Flyte is also extremely flexible in defining dependencies with the ability to isolate dependencies and resources per task. Being able to capture bioinformatics requirements in this way, especially for non-Python tasks, is a huge plus.
Additionally, with Flyte, Cradle can meet its specialized compute requirements easily. By decorating the task with a PodTemplate, users can effectively map specific workloads to specific node types. In this case, the Cradle team defined a pod template for a task running a C++ tool performing a terabyte-scale in-memory scan. This task, whenever called from within any workflow, would always run on a specific high-memory node type, which would spin down to 0 in the absence of additional work. By taking advantage of Flyte’s granular task-level declarative infrastructure, the Cradle team can let the scheduler handle the behind-the-scenes resource assignments without babysitting expensive nodes.
They also found it valuable that Flyte enforces strong development practices. A key one is compile-time typing, which is critical to compile workflows and ensure the dataflow will proceed between tasks without issues. Some engineers at Cradle were not accustomed to type hinting their Python code. Since implementing Flyte, they find it strange not to use type hints - making for a much more deterministic execution.

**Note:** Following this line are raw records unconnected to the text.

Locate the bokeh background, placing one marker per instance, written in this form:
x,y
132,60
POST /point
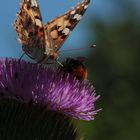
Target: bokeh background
x,y
114,65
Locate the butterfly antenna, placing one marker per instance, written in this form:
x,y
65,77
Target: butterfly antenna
x,y
20,58
68,50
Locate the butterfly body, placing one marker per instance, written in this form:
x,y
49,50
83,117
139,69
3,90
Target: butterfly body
x,y
42,42
75,67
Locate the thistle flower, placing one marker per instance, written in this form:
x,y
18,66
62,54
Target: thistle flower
x,y
47,87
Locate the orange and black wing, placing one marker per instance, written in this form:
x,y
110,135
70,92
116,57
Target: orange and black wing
x,y
59,29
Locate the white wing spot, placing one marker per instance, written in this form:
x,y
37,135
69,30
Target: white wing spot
x,y
86,6
72,12
38,22
77,17
66,31
34,3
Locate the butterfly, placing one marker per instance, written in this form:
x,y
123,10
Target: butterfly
x,y
42,42
75,67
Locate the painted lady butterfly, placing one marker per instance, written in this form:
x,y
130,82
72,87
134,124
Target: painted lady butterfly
x,y
42,42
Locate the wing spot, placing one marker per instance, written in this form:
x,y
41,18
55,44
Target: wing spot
x,y
86,6
38,22
66,31
72,12
77,17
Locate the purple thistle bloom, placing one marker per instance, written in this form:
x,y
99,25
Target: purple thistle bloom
x,y
47,87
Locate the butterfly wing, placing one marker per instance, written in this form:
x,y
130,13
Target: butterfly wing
x,y
59,29
30,28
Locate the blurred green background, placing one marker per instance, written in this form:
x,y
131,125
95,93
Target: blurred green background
x,y
114,69
114,65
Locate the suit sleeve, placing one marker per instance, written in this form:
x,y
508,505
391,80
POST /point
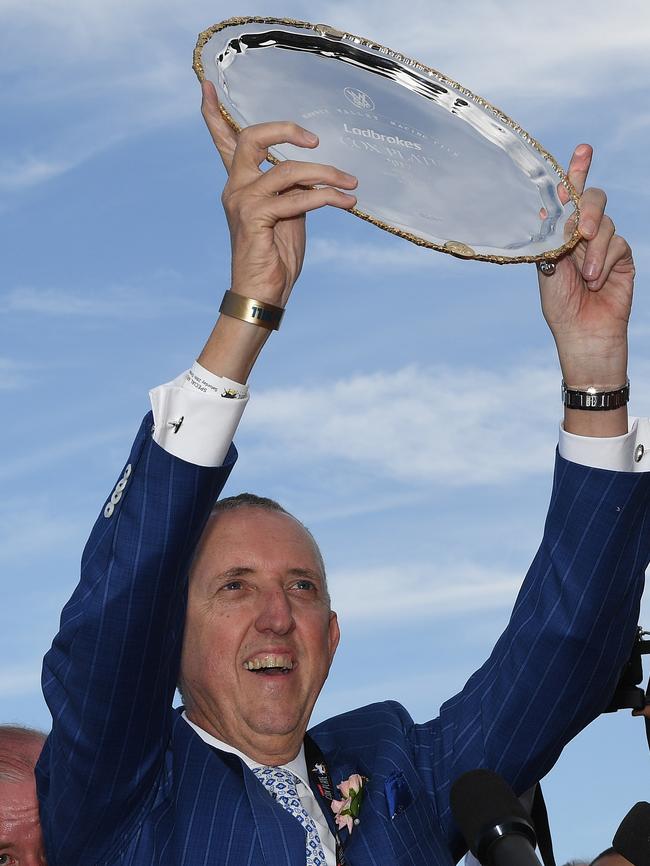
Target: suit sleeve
x,y
555,667
110,676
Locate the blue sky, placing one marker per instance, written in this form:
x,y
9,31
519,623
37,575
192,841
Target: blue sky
x,y
115,256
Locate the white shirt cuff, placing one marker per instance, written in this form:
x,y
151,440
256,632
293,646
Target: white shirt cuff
x,y
627,453
196,415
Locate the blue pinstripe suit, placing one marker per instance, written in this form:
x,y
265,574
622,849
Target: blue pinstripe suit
x,y
124,780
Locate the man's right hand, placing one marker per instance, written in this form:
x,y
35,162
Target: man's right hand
x,y
266,209
266,216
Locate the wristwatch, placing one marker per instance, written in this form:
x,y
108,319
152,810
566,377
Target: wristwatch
x,y
594,399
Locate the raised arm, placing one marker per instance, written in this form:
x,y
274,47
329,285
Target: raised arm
x,y
556,665
110,675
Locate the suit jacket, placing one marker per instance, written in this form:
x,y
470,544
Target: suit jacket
x,y
124,780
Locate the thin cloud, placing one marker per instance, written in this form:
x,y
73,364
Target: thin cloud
x,y
123,67
12,375
30,171
420,590
114,302
35,460
416,425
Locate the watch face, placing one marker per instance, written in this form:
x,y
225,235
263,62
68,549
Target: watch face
x,y
436,164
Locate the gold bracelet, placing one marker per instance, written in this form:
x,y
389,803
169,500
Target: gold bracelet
x,y
249,310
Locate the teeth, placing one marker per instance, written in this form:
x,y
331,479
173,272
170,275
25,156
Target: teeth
x,y
269,661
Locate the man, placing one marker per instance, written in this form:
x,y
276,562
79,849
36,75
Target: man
x,y
233,779
21,841
610,857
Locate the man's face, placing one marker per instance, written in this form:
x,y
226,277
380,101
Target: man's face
x,y
21,843
259,633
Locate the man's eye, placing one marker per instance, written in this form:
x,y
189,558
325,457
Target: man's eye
x,y
304,584
231,585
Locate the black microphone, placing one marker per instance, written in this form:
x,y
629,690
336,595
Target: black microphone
x,y
632,839
495,825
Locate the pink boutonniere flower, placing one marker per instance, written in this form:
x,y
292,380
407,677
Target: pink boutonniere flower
x,y
347,809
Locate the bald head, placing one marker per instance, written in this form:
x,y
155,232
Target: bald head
x,y
19,751
21,840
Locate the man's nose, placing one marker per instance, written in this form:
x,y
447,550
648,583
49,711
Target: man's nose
x,y
275,612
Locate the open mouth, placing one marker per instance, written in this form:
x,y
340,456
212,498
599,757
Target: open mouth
x,y
270,664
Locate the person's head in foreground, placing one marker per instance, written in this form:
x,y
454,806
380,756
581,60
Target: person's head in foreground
x,y
21,843
610,857
259,633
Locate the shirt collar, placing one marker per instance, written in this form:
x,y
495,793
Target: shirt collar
x,y
298,766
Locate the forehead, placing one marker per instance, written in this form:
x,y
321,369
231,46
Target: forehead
x,y
18,807
255,536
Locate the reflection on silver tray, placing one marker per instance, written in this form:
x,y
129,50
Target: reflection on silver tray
x,y
436,164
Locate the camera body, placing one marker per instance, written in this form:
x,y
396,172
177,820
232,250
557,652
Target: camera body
x,y
629,694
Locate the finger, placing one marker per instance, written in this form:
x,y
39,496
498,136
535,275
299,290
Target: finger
x,y
223,136
293,173
597,251
592,211
578,171
301,202
618,255
253,147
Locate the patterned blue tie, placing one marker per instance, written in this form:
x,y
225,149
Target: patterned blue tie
x,y
282,785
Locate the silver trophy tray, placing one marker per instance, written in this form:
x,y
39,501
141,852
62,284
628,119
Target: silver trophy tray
x,y
436,164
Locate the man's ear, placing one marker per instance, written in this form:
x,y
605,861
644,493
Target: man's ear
x,y
334,634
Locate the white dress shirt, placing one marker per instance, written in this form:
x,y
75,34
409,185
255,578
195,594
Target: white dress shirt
x,y
299,769
196,415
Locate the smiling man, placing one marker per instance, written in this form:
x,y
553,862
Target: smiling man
x,y
232,603
21,840
258,593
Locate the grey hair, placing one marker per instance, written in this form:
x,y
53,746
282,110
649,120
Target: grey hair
x,y
251,500
17,759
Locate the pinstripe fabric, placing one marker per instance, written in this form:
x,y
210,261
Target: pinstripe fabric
x,y
124,780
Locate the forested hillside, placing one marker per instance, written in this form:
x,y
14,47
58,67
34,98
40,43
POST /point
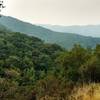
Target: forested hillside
x,y
66,40
33,70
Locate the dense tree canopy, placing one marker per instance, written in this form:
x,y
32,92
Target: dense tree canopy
x,y
30,68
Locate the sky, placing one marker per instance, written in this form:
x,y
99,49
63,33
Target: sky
x,y
55,12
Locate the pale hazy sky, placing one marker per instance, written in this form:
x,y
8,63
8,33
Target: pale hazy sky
x,y
60,12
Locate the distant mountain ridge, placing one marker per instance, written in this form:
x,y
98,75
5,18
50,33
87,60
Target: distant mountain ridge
x,y
66,40
85,30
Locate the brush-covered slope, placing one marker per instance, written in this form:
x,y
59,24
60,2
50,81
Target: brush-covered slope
x,y
66,40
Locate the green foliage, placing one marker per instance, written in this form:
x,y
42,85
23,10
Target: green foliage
x,y
30,68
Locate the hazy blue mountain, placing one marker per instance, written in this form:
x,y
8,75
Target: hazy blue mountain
x,y
86,30
66,40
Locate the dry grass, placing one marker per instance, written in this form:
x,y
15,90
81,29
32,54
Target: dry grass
x,y
86,92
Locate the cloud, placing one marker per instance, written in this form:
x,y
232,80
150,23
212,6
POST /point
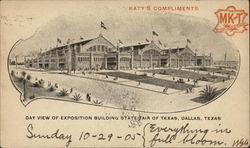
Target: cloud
x,y
173,31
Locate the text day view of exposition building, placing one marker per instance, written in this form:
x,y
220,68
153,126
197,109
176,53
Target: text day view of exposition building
x,y
100,53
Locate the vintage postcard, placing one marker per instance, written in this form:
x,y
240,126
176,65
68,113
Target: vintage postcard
x,y
127,73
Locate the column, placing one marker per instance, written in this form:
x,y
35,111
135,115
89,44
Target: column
x,y
211,59
50,52
178,58
25,62
203,60
105,62
151,63
118,60
37,62
169,53
91,60
132,58
183,63
69,61
57,60
159,60
190,60
16,60
195,63
43,62
76,58
141,58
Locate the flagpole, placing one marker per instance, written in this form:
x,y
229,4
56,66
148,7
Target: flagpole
x,y
100,29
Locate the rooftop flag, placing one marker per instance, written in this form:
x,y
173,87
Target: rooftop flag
x,y
68,41
154,33
159,42
103,26
58,40
120,42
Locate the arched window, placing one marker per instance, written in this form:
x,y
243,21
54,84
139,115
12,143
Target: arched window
x,y
99,48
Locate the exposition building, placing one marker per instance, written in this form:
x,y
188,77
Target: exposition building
x,y
100,53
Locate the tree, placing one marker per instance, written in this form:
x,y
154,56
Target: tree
x,y
25,78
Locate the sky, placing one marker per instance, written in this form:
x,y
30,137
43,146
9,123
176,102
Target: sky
x,y
41,29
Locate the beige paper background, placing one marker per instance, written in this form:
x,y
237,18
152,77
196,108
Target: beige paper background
x,y
233,106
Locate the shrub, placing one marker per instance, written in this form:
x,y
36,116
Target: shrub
x,y
39,83
204,79
51,88
12,73
63,92
208,93
97,102
32,96
77,96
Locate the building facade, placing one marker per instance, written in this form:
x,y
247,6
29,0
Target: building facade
x,y
99,53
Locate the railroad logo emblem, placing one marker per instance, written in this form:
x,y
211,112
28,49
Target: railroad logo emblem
x,y
230,21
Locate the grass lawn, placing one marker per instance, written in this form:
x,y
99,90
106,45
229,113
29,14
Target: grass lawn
x,y
204,100
187,74
216,70
32,92
149,80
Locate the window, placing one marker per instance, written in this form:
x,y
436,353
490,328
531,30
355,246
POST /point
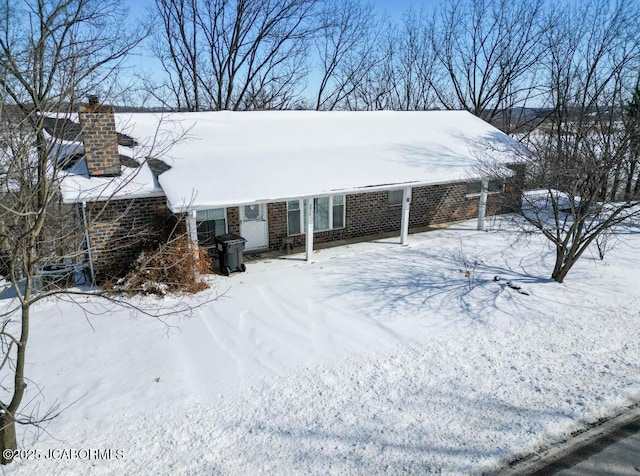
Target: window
x,y
328,214
475,188
395,197
294,217
210,223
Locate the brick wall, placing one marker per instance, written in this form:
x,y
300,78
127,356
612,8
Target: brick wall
x,y
371,214
120,229
233,220
100,139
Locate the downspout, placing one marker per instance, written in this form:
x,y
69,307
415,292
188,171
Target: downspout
x,y
482,206
86,237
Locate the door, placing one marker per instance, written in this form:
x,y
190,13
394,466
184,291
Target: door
x,y
254,227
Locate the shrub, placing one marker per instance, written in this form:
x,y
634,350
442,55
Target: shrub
x,y
174,266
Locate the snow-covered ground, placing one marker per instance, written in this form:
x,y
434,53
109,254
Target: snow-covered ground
x,y
372,359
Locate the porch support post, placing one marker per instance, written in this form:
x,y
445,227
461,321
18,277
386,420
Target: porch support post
x,y
482,207
309,234
406,206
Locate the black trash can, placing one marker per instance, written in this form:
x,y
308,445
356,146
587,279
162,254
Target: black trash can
x,y
230,248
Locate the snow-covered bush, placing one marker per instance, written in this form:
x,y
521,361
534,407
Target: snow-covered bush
x,y
174,266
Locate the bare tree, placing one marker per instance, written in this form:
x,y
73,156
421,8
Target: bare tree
x,y
51,53
487,51
346,50
581,150
232,55
413,64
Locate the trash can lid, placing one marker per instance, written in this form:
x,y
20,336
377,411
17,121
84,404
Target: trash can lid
x,y
229,239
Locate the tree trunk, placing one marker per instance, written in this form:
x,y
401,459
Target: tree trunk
x,y
8,439
560,273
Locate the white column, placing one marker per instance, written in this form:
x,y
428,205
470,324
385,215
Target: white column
x,y
309,235
482,207
406,207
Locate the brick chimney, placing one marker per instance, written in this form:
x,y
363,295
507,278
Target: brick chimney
x,y
100,138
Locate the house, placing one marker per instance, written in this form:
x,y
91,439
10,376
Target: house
x,y
262,174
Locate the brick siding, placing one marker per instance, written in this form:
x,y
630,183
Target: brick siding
x,y
370,213
100,140
120,229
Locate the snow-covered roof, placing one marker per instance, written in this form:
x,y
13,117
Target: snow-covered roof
x,y
227,158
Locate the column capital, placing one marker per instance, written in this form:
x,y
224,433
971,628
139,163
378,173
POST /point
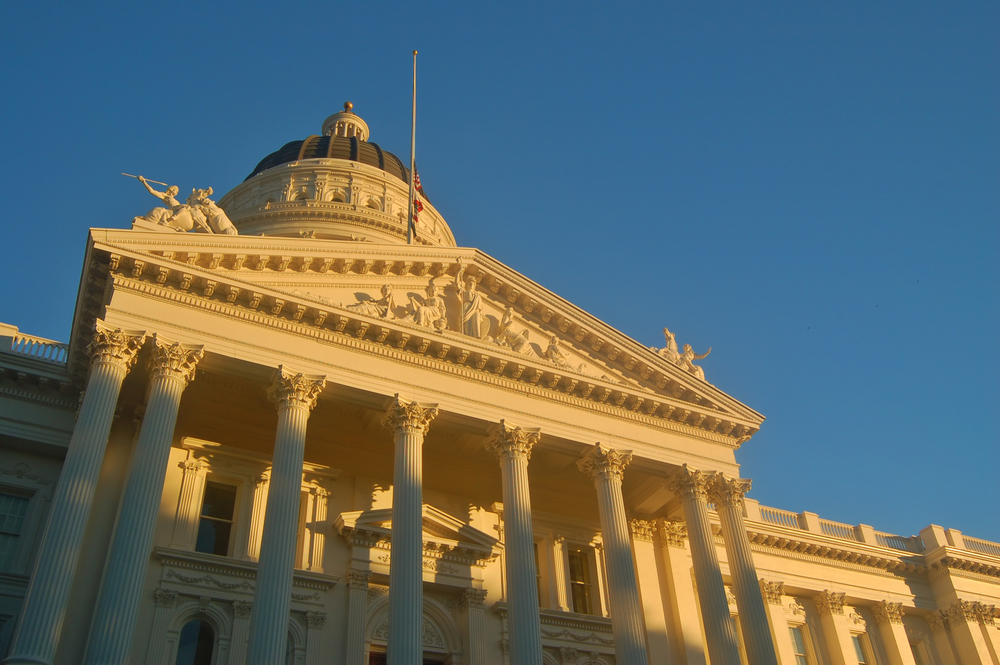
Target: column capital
x,y
830,602
474,598
512,440
174,360
290,389
642,529
689,483
672,533
242,609
604,463
887,612
772,591
358,579
406,416
726,491
115,346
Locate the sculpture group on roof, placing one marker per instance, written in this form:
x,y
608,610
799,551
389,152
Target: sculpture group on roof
x,y
683,360
198,211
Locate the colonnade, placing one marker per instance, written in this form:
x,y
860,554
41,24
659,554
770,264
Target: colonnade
x,y
172,367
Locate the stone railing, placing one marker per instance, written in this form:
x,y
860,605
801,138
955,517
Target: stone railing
x,y
39,348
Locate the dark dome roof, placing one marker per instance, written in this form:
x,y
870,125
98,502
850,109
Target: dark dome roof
x,y
335,147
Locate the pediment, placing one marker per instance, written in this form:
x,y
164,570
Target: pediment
x,y
525,334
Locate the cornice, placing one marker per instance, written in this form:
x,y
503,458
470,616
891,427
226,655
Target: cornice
x,y
531,300
448,352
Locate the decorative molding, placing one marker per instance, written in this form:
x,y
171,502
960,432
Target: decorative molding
x,y
887,612
642,529
726,491
174,360
290,390
403,416
772,591
512,440
830,602
604,463
672,533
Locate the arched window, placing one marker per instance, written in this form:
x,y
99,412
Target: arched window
x,y
196,644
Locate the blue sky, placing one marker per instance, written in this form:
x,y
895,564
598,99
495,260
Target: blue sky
x,y
810,190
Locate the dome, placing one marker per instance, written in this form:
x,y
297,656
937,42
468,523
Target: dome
x,y
337,186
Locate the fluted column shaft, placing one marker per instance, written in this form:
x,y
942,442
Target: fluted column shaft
x,y
409,422
512,446
171,367
606,467
295,395
727,493
112,353
720,633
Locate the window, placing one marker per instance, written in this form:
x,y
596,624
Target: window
x,y
580,585
215,526
196,644
13,508
799,645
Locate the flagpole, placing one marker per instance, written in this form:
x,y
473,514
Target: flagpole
x,y
410,226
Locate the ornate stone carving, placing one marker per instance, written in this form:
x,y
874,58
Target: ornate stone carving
x,y
358,579
512,440
772,591
174,360
602,462
404,416
887,612
383,308
164,598
688,482
642,530
432,312
474,598
115,346
241,609
295,390
516,341
829,602
673,533
726,491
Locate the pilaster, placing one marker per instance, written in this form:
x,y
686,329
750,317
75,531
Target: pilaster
x,y
512,445
691,485
727,493
112,352
606,467
294,395
409,422
889,617
171,367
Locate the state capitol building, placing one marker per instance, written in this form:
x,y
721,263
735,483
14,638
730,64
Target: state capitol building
x,y
281,434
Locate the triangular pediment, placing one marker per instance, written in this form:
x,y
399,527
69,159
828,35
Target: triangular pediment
x,y
417,299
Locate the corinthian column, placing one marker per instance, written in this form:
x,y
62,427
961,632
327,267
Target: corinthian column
x,y
512,445
409,422
171,367
691,486
112,353
727,493
606,467
295,396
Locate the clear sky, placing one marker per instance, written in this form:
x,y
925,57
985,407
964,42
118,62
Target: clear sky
x,y
811,189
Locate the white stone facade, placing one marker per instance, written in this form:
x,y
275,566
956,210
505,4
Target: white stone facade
x,y
237,418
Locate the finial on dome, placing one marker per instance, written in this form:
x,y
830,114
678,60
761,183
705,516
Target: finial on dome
x,y
346,124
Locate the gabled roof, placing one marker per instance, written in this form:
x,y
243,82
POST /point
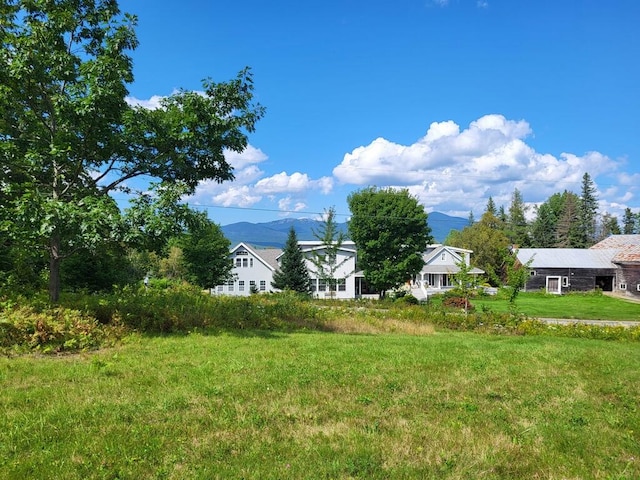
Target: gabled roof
x,y
627,246
619,241
268,256
434,251
630,254
567,257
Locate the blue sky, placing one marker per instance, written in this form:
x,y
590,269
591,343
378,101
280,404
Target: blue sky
x,y
456,100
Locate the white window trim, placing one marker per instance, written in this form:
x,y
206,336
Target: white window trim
x,y
559,284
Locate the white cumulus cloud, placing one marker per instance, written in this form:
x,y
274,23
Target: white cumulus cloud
x,y
455,170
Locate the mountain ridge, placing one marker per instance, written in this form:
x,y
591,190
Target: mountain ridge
x,y
274,233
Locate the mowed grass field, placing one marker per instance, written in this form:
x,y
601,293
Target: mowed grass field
x,y
307,405
571,306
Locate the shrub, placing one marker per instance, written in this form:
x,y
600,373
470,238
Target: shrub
x,y
457,302
407,299
52,330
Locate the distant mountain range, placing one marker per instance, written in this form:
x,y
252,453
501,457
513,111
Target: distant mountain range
x,y
274,234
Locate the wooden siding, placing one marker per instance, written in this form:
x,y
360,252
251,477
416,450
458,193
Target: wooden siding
x,y
578,279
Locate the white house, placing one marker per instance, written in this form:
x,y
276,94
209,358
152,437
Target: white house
x,y
441,263
344,269
253,270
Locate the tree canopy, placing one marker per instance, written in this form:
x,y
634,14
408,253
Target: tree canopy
x,y
68,137
390,230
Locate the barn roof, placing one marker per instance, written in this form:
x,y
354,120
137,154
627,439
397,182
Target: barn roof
x,y
567,257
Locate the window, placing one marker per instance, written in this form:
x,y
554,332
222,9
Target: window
x,y
553,285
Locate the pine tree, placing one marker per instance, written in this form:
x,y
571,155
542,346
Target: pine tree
x,y
569,233
491,207
292,274
587,213
608,226
325,259
628,222
517,228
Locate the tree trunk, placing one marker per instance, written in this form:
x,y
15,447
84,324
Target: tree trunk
x,y
54,269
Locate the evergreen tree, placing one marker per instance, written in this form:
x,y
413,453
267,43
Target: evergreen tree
x,y
488,242
502,215
292,274
568,231
628,222
608,226
517,229
325,258
543,228
491,207
587,213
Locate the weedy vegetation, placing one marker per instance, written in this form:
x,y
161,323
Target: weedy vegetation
x,y
170,383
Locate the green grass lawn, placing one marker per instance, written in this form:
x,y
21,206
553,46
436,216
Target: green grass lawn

“Flyte has helped us impose some discipline in how we do ML. It's really a huge win. What took us three days now takes our data scientists three hours.” — Daniel Danciu, CTO
Cradle also uses Flyte’s modularity to adapt it for some custom approaches in implementing additional best practices. For example, instead of importing tasks directly from different modules, the team has written a wrapper to check the import path and replace it with a reference task when possible. This leads to much faster build times from smaller Docker images. The benefits extend to fewer dependency/import conflicts and allows them to organize their repo flexibly.
Representing biological samples computationally has relied heavily on a local file system. This can become cumbersome, as with legacy orchestrators, especially in the biotech space. Pointing tools to directories and letting them infer filetypes based on extensions is a common pattern. Flyte abstracts away this overhead and is a key differentiator.
“Without Flyte, we couldn't have done what we've done so far with the people that we have. You need a workflow orchestration engine if you're going to do ML at our level, and Flyte is the best one.” — Eli Bixby, Co-Founder
Cradle has spent nearly 18 months with Flyte with no signs of slowing down. They’ve invested heavily in its out-of-box use and customization, from the developer experience to the cluster deployment story. The Cradle team believes that Flyte’s functionality and very responsive community have been instrumental in meeting their business and technical needs and that they simply couldn’t meet those without it. Flyte is the orchestration engine for companies like Cradle, which are pushing the boundaries of science and AI.